Plainsboro Mayor Peter Cantu voiced his township's support of Route 92, prompting boos from the audience.

"We believe that Route 92 is a roadway essential not just to Plainsboro's future, but also to that of the region," Mr. Cantu said. "This is a position that has not been arrived at casually or emotionally, but one born out of careful, independent evaluation. It is clear from all the studies that have been done, including the recently completed Draft EIS, that Route 92 is not only needed, but also critical to the transportation circulation system of the region."

Plainsboro Planning Board member Arthur Lehrhaupt backed the mayor's comments saying that roads like Dey Road are turning into the "defacto Route 92," with traffic damaging the agricultural character of the region. This could be kept from worsening if Route 92 gets built, he said.

"This highway should be built for the sake of the area and its residents," Mr. Lehrhaupt said. "A hierarchy of roads is essential so that our infrastructure is used for traffic volume they were planning to handle. It is imperative that this critical east-west road is built."

Robert Sheehan, Plainsboro township administrator, said Route 92 is the project that has been key regarding Plainsboro's land use and development decisions.
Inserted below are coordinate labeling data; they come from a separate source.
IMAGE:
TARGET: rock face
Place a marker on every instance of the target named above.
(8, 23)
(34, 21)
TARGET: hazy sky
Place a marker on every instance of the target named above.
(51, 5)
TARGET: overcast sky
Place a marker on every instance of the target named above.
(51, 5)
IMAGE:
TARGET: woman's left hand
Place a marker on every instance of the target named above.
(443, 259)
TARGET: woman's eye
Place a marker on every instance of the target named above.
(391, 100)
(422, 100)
"Now is the time to build the lost piece of our transportation puzzle," Mr. Sheehan said. "It's time to act. It's time to build this road."

Supporters applauded.

Bob Wolfe, general manager of Princeton Forrestal Center, said the EIS traffic study is thorough and the environmental impacts will come despite the development of Route 92. Under the proposal, Route 92 will have an interchange on Perrine Road, which will be realigned with the entrance to the Forrestal Center.
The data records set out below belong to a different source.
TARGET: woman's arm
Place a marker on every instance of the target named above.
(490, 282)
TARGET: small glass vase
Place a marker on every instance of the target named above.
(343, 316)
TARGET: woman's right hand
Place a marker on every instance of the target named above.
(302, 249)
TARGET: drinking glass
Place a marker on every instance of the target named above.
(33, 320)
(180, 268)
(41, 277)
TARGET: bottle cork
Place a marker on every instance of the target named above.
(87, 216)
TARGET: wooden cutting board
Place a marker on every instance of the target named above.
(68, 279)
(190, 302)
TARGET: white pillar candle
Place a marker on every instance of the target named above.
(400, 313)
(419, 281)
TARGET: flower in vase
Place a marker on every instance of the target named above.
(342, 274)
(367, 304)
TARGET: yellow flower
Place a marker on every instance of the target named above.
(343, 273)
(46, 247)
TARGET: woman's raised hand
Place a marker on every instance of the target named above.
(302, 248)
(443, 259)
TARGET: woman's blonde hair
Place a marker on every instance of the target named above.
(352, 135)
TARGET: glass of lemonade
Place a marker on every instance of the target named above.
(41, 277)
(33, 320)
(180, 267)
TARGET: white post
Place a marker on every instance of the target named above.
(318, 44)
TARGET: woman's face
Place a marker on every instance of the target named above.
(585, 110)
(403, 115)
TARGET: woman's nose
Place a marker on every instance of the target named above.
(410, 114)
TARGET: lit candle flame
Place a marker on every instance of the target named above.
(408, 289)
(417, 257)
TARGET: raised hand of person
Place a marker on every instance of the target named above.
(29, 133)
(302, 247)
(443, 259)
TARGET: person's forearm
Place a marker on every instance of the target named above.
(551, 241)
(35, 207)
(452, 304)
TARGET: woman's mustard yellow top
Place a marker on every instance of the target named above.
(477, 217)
"Route 92 will substantially reduce traffic far better than the other alternatives," Mr. Wolfe said. "Smart growth does not mean no roads should be built. They need to be built to help sustain development and protect the environment. Route 92 has been designed smart in order to avoid pitfalls of the past."
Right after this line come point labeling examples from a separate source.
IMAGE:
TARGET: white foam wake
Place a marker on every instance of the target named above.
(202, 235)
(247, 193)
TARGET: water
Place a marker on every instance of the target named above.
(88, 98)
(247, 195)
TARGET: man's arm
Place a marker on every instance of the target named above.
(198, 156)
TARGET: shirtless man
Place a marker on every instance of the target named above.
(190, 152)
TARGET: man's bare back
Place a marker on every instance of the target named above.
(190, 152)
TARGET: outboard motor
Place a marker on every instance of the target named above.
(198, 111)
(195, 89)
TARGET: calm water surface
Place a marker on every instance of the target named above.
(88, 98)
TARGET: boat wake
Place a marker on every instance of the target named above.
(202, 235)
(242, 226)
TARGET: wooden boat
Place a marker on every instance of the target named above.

Dianne Brake, president of The Regional Planning Partnership, said her organization has reviewed a possible Route 92 for 25 years and it believes the highway is about creating a network to alleviate the regional traffic problems. She said the delay in the project is a good thing because it will adhere to the latest storm water rules and improve water quality even more.

Edward Cohen of Monroe said the state Department of Transportation considers traffic at Exit 8A the worst in the state. He said that in the EIS there are no impediments to constructing the first part of the highway from Route 1.

Cranbury Township resident Bill Wymer said he was for the highway and he sees no better alternative to Route 92. He is a former South Brunswick resident.

Howard Bellizio, a former South Brunswick Township Committeeman and mayor, didn't say if he was for or against the highway. But, he said the township endorsed the highway in 1984, when it was supposed to connect Route 95 and the N.J. Turnpike. If Route 92 is built, he said, the state has to consider widening Route 1 and possibly building an overpass offering greater access to surrounding areas, not just the Turnpike.

"Route 1 would have to be widened in any case," said South Brunswick resident David Southgate, who opposes the highway.

Elizabeth Palius, chairwoman of the Millstone Valley Preservation Coalition, called Route 92 "the highway that goes no place."

"Why does this road magically stop at Route 1?" Ms. Palius asked.

Cathy Dowgin, a South Brunswick resident who has helped lead residents against Route 92, said the average of four-and-a-half minutes off car trips shown in the EIS is a bad reason to damage nature and that it could possibly worsen traffic problems.

She talked about the absence of Route 522 in the EIS. She also said that the highway would end at the narrowest part of Route 1 worsening the existing traffic backups.

"Is four minutes really worth wasting so much of our environment and wasting so much of our money?" Ms. Dowgin said.